Qu’est-ce que cette « vitesse bleue » recommandée aux bateaux pour protéger les animaux marins ?

 
Sous l’eau, le son permet aux mammifères marins de communiquer et de s’orienter. Le trafic des bateaux, porte-conteneurs et paquebots va croissant et perturbe la faune des océans. Pour la préserver, une récente étude présentée au Parlement européen recommande aux navires de ralentir leur vitesse de navigation en adoptant une « vitesse bleue ».
 

« À l’échelle mondiale, ce palier correspond à une réduction de la vitesse moyenne comprise entre 5 et 10 % », nous assure au téléphone Noé Swynghedauw, chargé de la campagne « Vitesses Bleues » à l’Ifaw. De retour de Bruxelles, où il a soutenu la proposition, Noé Swynghedauw explique que si elle était appliquée « cette mesure diminuerait la production sonore, mais aussi les risques de collision entre les bateaux et les mammifères marins – surtout les baleines – et limiterait les émissions de gaz à effet de serre produits par le trafic maritime ».

Le niveau sonore sous-marin a doublé

Les ondes sonores qui circulent plus loin et cinq fois plus vite dans l’eau que dans l’air, sont essentielles pour l es baleines, dauphins, et autres cétacés. Elles leur permettent de se déplacer, de communiquer et de s’accoupler.

Le bruit trop élevé des navires produit une augmentation du stress chez ces animaux, créé des interférences et pousse certaines espèces à abandonner leur habitat. ​L’enregistrement sonore partagé sur le site du Fonds international pour la protection des animaux permet de se rendre compte du bruit qu’entendent les espèces sous-marines lorsque des bateaux arrivent.
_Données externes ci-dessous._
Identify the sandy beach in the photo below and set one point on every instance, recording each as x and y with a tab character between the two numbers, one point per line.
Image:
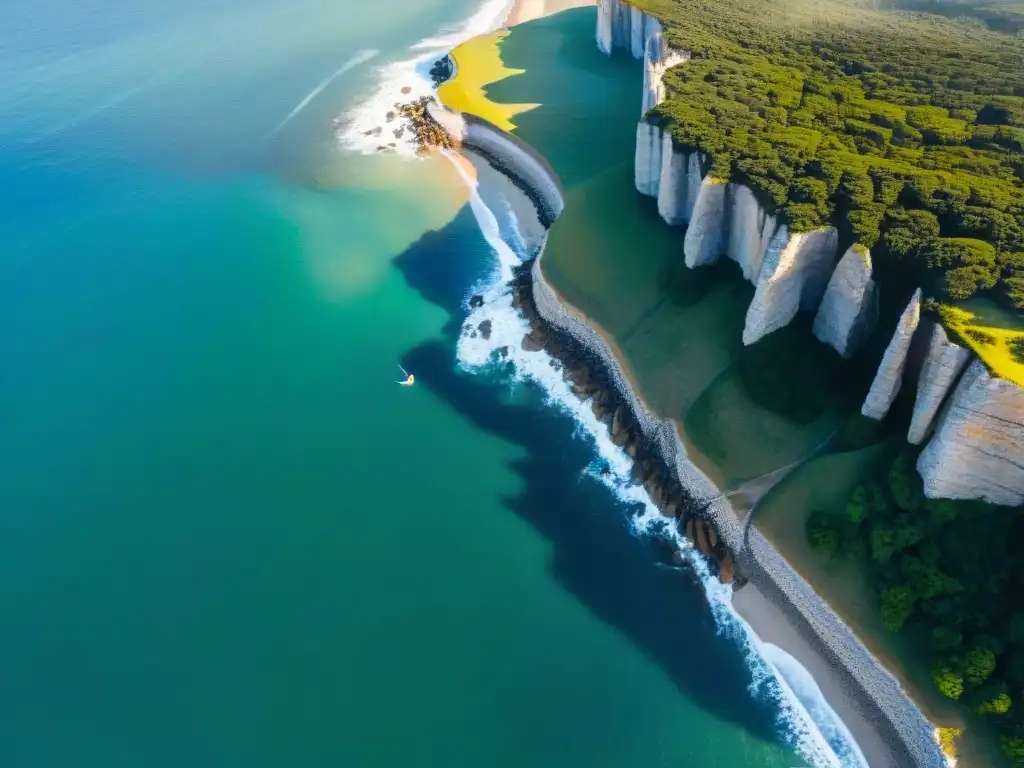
527	10
779	608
Aujourd’hui, 90 % des marchandises consommées dans le monde sont transportées par bateau, pointe l’European Maritime Safety Agency (Emsa) . Selon l’Agence européenne de l’environnement , le transport maritime a contribué à plus que doubler les niveaux sonores sous-marins dans les eaux de l’Union européenne (UE) entre 2014 et 2019. En 2014, l’Organisation maritime internationale (OMI) a publié une liste de directives pour inciter les navires à réduire les bruits sous-marins qu’ils produisaient.

40 % de réduction du bruit

Il s’agissait pour les concepteurs et les constructeurs de bateaux de fabriquer des hélices, des coques et des machines plus silencieuses. « C’était sur la base du volontariat, il n’y avait pas d’aspect contraignant, donc ça a eu du mal à prendre réellement », regrette Noé Swynghedauw. En 2008, en considérant les conséquences de la pollution sonore sur la faune sous-marine, l’UE a adopté la Directive-cadre stratégie pour le milieu marin. L’objectif ? Atteindre un bon état écologique des eaux européennes d’ici 2020. Un objectif encore en cours dans lequel s’inscrit la campagne de l’Ifaw. 

 En Europe, « 40 % des bateaux naviguent déjà en deçà des vitesses bleues », affirme l’ONG qui espère que ce pourcentage englobera bientôt tout le secteur de la navigation. La pollution produite par les ondes sonores serait immédiatement « réduite de 40 % si l’ensemble de la vitesse des navires diminuait de 10 % », argumente l’Ifaw.

​Un secteur « très concurrentiel »

Si l’argument écologique ne convainc pas le Parlement européen et le secteur « très concurrentiel », pointe Noé Swynghedauw, du commerce maritime, il reste l’argument économique. D’après les conclusions du rapport de l’étude présenté au Parlement européen, abaisser la vitesse des navires commerciaux permettrait de réaliser entre 3,4 et 4,5 milliards d’euros de bénéfices socio-économiques par an si la vitesse bleue est respectée. Selon les auteurs de l’étude, les émissions de gaz à effet de serre dues à la navigation seraient ainsi réduites de 8 %.